Overcast Afternoon

Elbert Ventura, English 111, Autumn 1997

Reading Michael Joyce's afternoon was a bit like trying to learn how to swim again. This was my first exposure to a fiction so extremely and insistently hypertextual. Five minutes into the reading, I realized that I was in the wrong mindset. For instance, I noticed that all the clicks I made had been on the last words of each lexia. The meaning is obvious--I was still in a conventional reading mode. I was literally trying to turn to the next page after getting to the page's last word. I was driven by the need for a linear narrative. End of page, go to next one. I wasn't actively engaging the text. I wanted to be under the control of a storyteller. It didn't occur to me that the medium's point was to engage the reader on a more intriguing, innovative, and challenging level.

An oft-repeated mantra in my Storyspace project is "Old habits die hard." We are taught to read a certain way. Hypertext, a new medium, provides us an outlet and a means for expression and communication which approaches the ideal (the writerly text, as Barthes would call it). Problem is--and it is I feel an understandable one--we have to condition ourselves now to play by these new rules.
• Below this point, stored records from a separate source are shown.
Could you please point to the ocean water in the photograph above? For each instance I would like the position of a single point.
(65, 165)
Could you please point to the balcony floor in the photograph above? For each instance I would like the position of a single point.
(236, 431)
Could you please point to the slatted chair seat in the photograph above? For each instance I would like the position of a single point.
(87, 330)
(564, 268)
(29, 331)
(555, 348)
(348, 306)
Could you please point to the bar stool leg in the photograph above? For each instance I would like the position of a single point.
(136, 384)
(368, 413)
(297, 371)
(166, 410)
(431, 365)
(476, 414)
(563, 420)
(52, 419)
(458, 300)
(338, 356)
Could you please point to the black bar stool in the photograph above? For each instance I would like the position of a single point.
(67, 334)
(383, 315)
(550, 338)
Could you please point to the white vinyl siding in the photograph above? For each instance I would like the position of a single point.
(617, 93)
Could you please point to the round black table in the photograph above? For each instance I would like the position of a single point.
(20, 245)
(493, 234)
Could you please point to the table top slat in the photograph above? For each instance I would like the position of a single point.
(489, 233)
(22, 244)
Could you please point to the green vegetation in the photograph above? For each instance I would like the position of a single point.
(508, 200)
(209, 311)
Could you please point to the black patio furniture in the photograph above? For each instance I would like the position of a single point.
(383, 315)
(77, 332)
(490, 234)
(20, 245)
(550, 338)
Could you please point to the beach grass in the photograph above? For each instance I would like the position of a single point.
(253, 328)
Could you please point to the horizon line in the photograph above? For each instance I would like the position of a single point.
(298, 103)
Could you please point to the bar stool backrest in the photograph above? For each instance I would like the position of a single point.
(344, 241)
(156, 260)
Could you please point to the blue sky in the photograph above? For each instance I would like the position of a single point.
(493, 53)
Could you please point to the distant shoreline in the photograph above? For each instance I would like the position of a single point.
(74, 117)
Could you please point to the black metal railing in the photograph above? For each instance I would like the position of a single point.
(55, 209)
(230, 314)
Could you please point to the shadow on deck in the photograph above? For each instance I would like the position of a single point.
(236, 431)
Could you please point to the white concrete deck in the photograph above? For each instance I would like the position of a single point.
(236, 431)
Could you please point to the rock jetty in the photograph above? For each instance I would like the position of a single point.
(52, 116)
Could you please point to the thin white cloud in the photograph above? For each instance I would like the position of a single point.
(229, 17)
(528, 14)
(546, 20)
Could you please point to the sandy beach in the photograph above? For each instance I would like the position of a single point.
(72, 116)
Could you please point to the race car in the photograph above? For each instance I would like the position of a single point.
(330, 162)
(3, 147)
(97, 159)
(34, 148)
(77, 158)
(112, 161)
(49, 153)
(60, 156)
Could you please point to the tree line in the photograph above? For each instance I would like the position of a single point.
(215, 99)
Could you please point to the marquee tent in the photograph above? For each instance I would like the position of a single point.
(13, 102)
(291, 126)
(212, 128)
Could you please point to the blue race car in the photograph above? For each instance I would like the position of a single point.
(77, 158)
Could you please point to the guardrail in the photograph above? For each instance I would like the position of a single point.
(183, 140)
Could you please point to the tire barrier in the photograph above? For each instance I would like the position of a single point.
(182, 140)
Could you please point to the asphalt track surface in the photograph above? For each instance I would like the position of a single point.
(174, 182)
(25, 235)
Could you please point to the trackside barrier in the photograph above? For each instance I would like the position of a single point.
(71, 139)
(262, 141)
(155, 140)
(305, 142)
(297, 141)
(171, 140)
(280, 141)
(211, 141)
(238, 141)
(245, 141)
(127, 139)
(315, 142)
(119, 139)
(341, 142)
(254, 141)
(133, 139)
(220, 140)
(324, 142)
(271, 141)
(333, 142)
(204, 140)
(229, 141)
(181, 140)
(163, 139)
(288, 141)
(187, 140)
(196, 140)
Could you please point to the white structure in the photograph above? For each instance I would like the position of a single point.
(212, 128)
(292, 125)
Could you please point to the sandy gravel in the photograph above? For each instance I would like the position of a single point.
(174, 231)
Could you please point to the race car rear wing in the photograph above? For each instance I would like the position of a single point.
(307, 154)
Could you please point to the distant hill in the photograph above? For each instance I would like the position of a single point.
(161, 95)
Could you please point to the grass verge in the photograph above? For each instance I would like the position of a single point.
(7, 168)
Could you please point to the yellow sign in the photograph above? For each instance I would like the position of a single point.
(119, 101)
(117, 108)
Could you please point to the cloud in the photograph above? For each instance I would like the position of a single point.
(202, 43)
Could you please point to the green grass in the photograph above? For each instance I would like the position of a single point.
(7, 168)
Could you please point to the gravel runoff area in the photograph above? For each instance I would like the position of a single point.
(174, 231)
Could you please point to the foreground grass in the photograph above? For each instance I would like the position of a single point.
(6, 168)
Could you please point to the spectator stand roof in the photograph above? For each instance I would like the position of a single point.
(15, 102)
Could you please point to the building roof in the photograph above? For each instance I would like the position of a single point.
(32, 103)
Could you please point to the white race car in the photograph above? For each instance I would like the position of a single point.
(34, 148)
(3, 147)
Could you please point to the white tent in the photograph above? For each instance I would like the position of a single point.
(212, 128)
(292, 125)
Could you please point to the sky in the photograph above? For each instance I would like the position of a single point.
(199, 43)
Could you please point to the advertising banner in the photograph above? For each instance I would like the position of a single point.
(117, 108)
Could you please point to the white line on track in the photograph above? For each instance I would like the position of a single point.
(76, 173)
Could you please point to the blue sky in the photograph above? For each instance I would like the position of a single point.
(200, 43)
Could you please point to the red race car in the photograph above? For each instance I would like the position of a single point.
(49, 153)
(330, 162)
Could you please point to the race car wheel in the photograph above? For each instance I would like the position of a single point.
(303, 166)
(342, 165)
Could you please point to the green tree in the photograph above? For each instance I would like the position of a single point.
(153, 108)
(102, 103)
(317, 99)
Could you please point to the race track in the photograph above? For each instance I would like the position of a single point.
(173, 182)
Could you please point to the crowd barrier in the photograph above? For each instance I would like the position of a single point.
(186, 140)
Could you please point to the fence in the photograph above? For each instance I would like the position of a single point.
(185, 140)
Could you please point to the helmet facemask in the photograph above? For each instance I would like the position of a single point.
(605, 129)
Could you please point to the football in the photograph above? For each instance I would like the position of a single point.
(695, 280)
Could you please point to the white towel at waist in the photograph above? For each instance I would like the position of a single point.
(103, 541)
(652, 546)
afternoon had me groping. For a bit. I went through a couple of readings, each time intrigued, puzzled, and thwarted by any efforts at gleaning coherence. At some point, however, everything clicked. My insistence on adhering to a rigid linear narrative weakened with each new reading. I couldn't say that each and every lexia--and the logic behind their sequences--made sense to me. But somehow, it proved to be a strangely liberating experience. Going through the different stories reminded me of a line from Italo Calvino's "If On A Winter's Night a Traveler..." Early in the novel, the narrator describes how it is the reader's expectations that impels the author to talk about a woman at a bar. "afternoon" I feel plays with that convention, just like "Traveler" did. Joyce repeatedly subverts reader expectations, which I guess accounts for my floundering early on. It is not a spoonfed text.

I must admit that as a story, I was a tad underwhelmed by afternoon. (This is the part where I put on my little critic's hat and bash the darn thing.) "A postmodern classic," says so-and-so, and other similar plaudits had me expecting the greatest thing since sliced bread, I guess. I found Joyce's prose to be somewhat disappointing. It had that fiction-workshop-feelmypainplease-poetry feel about it. Granted, there were flashes of inspiration--I particularly liked the spiky cynicism of the dialogues involving Wert and Lolly. For the most part, I found the prose uninspired and trite. The world needs one more pseudo-poetic, world-weary, self-absorbed narrator like I need a root canal.

So there you have it. An intriguing, even illuminating, experience that is unfortunately marred by its mediocre content. The whole time, I kept thinking, "This gig's pretty cool. If only it was about something I could care about."